Senyum pun tersungging di bibir Ben. Ia elus lembut kepala Adria dan berganti memegang tangannya. "Nah, sekarang gimana? Kalau kita beli makanan lain aja gimana? Kamu masih lapar? Atau mau coba naik wahana?"
"Aku mau ciuman."
"Apa!" Ben terbelalak. Memandang tak percaya Adria dan berharap kalau dirinya barusan salah dengar.
"Aku mau ciuman."
"Ciuman apa? Di sini gak ada jajanan yang namanya ciuman," Ben masih mencoba tetap bercanda.
Namun Adria malah menunjuk bibirnya sendiri. Bongkahan lembut yang terlihat ranum di balik polesan berwarna coral. "Ciuman di sini. Boleh?"
Ben sontak menggelengkan kepala. "Gak lucu, Adria." Mata gadis itu terlihat berkaca-kaca. Lambat laun sang pemuda mengedarkan pandangan. Menghela napas jengah dengan tingkah tunangannya saat bersamanya. Tanpa aba-aba satu kecupan disematkan pada pipi merona Adria.
Mengundang senyuman lebar merekah di rupa indah sosok di depan mata.

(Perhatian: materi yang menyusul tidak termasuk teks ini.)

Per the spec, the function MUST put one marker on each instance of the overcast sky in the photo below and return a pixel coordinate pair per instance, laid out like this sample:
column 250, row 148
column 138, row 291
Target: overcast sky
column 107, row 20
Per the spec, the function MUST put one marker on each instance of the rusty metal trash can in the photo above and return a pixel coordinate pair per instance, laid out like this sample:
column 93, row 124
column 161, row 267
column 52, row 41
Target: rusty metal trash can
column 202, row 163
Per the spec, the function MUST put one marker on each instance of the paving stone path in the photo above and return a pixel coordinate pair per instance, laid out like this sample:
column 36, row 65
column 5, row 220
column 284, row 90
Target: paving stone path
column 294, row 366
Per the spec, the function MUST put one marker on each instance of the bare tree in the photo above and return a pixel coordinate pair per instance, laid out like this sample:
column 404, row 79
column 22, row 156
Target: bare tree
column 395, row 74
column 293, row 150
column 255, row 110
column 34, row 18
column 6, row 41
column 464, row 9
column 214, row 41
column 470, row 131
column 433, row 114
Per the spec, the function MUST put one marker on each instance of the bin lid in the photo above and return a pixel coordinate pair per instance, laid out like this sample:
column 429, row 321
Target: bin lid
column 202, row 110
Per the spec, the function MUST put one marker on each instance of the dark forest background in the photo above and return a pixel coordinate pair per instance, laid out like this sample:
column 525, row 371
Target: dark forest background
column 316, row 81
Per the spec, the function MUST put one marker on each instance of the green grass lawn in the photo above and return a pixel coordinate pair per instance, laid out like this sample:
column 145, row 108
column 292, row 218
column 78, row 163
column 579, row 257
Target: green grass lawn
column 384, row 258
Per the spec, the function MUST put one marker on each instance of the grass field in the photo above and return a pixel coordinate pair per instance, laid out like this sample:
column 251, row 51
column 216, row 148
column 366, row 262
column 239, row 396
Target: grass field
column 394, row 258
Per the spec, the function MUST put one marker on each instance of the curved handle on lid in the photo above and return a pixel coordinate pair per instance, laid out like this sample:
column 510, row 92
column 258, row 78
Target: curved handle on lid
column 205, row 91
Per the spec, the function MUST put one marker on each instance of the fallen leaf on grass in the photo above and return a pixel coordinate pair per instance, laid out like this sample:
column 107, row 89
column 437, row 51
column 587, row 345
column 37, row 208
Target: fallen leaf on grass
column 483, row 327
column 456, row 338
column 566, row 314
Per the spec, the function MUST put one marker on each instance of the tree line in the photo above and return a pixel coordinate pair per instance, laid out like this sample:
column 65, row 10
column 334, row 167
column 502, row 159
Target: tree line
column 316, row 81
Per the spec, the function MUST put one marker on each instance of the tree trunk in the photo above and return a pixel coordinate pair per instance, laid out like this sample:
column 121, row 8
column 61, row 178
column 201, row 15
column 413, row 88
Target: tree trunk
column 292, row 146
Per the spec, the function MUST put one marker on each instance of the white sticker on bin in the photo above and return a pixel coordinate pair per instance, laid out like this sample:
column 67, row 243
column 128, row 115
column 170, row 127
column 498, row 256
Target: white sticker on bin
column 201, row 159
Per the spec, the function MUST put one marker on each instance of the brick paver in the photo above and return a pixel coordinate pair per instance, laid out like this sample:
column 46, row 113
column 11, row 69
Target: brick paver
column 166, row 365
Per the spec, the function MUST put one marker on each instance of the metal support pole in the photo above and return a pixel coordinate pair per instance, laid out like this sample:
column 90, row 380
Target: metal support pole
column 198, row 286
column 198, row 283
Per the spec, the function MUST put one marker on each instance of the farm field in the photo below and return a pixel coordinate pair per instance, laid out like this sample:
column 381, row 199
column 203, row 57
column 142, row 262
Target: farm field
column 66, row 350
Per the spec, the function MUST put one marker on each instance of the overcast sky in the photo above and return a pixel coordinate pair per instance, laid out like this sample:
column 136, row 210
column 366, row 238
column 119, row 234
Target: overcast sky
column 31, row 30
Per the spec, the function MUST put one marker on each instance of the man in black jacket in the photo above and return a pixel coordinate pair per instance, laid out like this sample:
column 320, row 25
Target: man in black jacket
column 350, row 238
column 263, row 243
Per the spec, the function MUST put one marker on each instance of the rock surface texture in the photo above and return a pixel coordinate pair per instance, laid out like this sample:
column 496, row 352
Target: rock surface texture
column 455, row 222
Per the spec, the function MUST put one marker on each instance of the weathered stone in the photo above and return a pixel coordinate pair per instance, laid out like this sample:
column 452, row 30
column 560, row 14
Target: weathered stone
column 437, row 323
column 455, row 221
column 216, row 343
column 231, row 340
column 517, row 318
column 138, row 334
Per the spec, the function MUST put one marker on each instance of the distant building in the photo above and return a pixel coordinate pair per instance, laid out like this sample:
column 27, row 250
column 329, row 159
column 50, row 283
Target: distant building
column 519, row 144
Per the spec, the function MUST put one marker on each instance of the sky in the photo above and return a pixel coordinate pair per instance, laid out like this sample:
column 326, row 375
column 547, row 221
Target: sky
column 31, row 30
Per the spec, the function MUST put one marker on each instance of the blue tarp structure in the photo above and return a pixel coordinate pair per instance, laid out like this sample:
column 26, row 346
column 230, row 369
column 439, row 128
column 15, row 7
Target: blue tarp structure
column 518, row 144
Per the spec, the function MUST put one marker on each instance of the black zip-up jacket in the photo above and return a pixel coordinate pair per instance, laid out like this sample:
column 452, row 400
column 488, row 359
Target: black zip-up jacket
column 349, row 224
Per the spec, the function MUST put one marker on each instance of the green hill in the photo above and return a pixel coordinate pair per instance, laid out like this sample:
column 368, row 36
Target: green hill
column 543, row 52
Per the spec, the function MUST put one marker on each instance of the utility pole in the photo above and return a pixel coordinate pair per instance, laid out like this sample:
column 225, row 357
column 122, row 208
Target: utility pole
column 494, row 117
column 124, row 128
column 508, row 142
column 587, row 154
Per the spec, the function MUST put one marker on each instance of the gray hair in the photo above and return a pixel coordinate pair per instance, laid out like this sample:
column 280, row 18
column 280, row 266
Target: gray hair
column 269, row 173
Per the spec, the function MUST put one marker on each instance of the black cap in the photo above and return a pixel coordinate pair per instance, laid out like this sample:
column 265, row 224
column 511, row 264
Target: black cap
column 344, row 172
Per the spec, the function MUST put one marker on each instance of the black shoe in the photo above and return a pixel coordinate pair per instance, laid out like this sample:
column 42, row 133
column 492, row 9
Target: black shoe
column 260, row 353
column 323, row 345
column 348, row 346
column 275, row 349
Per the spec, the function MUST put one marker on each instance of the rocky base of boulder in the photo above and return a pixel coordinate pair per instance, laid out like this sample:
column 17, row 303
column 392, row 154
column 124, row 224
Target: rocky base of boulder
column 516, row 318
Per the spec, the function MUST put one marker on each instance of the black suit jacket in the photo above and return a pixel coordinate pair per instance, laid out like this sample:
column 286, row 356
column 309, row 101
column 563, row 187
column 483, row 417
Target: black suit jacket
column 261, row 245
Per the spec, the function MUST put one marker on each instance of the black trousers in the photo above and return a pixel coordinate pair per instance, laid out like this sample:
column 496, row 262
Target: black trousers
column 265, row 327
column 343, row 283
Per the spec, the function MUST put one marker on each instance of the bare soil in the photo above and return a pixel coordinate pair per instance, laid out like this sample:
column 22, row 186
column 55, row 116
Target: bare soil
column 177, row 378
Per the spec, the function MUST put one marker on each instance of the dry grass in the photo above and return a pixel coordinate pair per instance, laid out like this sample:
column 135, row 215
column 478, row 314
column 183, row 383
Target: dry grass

"Makasih sayang," Adria pun memeluknya. Seakan dunia milik berdua mereka melupakan keramaian lalu lalang di sekitar.
Sayangnya kebahagiaan itu tidak bertahan lama. Tidak setelah keduanya menyaksikan sosok di seberang kanan.
Gabriella Leona Ahmadia dan juga Rezil Amar Sargio.
Satunya meneteskan air mata sedangkan lainnya hanya menatap datar mereka. Tapi pemuda itu tersadar akan sesuatu hal, sebuah keanehan saat putri keluarga Ahmadia tiba-tiba mencengkeram tangannya.